Liberia is among 11 countries along with Sierra Leone that are the most vulnerable in the world and have the fewest resources in terms of domestic fiscal space and international support to fight climate change, a new report published March 21 said.
The external bet of these countries should be waived in a debt-for-adaptation swaps scheme to placed them in readiness to build climate resilience, the researches – Chetan Hebbale a Graduate Research Assistant at the Initiative for Sustainable
Energy Policy at Johns Hopkins University School of Advanced International Studies and Johannes Urpelainen -Nonresident Senior Fellow at the Center on Regulation and Markets, suggested.
“Rather than exclusively focusing on conservation, recipient countries who have debt forgiven should direct those funds towards climate adaptation activities, with a focus on building resilience against sea level rise, flooding, droughts, and
“This would be a uniquely powerful tool to enable emerging and developing economies to climate-proof both their economies and public finances.”
The most venerable countries have a total of $32 billion in external debt o bilateral and multilateral creditors. Liberia alone carries a share of $1 billion.
The report urged the United States to leverage its role as the primary funder of the IMF and World Bank to bring together the Paris Club creditors and get them serious about putting debt-for-adaptation swaps on the front-burner of the climate finance discussion, particularly for Chad, Sudan, Zimbabwe, Guinea-Bissau, Liberia, Tonga, Mauritania, Sierra Leone, Burundi, Ethiopia, and Afghanistan.
“These countries are the most vulnerable in the world and have the fewest resources to deal with it.

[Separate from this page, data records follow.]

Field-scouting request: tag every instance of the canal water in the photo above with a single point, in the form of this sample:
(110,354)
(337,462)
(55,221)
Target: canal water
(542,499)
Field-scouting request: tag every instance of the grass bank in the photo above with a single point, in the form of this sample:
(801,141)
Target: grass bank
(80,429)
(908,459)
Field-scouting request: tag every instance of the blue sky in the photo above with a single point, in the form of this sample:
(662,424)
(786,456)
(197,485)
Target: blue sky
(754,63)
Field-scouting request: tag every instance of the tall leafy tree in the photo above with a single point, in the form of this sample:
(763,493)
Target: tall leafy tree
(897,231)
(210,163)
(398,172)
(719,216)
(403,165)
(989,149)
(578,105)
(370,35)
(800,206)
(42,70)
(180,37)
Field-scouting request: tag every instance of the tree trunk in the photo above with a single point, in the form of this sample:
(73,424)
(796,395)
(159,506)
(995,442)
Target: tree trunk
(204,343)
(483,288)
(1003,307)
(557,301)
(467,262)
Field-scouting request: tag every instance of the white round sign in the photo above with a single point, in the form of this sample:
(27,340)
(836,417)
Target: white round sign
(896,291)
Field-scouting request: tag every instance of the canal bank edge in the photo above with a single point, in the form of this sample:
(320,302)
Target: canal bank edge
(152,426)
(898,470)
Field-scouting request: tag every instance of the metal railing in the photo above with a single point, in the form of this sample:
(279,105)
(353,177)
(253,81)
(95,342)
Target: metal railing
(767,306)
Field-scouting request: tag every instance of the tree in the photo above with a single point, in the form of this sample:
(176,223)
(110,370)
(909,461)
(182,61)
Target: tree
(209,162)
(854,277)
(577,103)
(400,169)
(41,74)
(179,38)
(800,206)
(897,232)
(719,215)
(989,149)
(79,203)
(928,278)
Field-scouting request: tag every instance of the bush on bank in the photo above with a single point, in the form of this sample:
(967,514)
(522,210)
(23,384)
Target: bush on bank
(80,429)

The U.S. should advocate for the inclusion of debt forgiveness towards the annual $100 billion climate finance goal set by developed countries. This will motivate other developed-nation debt holders to also pursue bilateral debt-for-adaptation swaps.”
Former President Ellen Johnson Sirleaf has welcomed the report.“Climate change is disproportionately affecting the global south, particularly women and girls and will continue to do so,” she twitted Thursday.
“I urged leaders to take this report seriously and make a change.”
African finance ministers meeting in the Ethiopian capital Addis Ababa have agreed to consider swapping debt to invest in climate action.
Egyptian finance minister Mohamed Maait said that his country is one of many that is now having to add heavy climate coststo budgets stretched thin by external debt — which takes up to 17% of countries’ spending in some cases — and other basic needs.
“What am asking every day and every hour is where do I get the money to protect our people from climate extremes,” Maait said as reported by the Associated Press adding that borrowing was often the only option for some nations.
Yet “many countries simply cannot access international financial markets because of rising interest rates,” Hanan Morsy, the chief economist of the U.N. Economic Commission for Africa told the roundtable Monday evening. Morsy added that private sector investments in climate finance are lower in Africa than in any other part of the world.
Ministers also discussed bonds that would help increase private financial flows as well as “blended finance” models that would combine development funds and private capital as potential solutions for climate funding.
In 2022 the International Monetary Fund established a $50 billion climate loan pot to help low and middle-income nations access affordable and longer-term financing to respond to shocks associated with climate change. Rwanda became the first African nation to receive a loan of $319 million.
But another $50 billion pot pledged by the World Bank is only sending around 5% of its funds to the ten most climate vulnerable countries, according to a recent study by the Center for Global Development.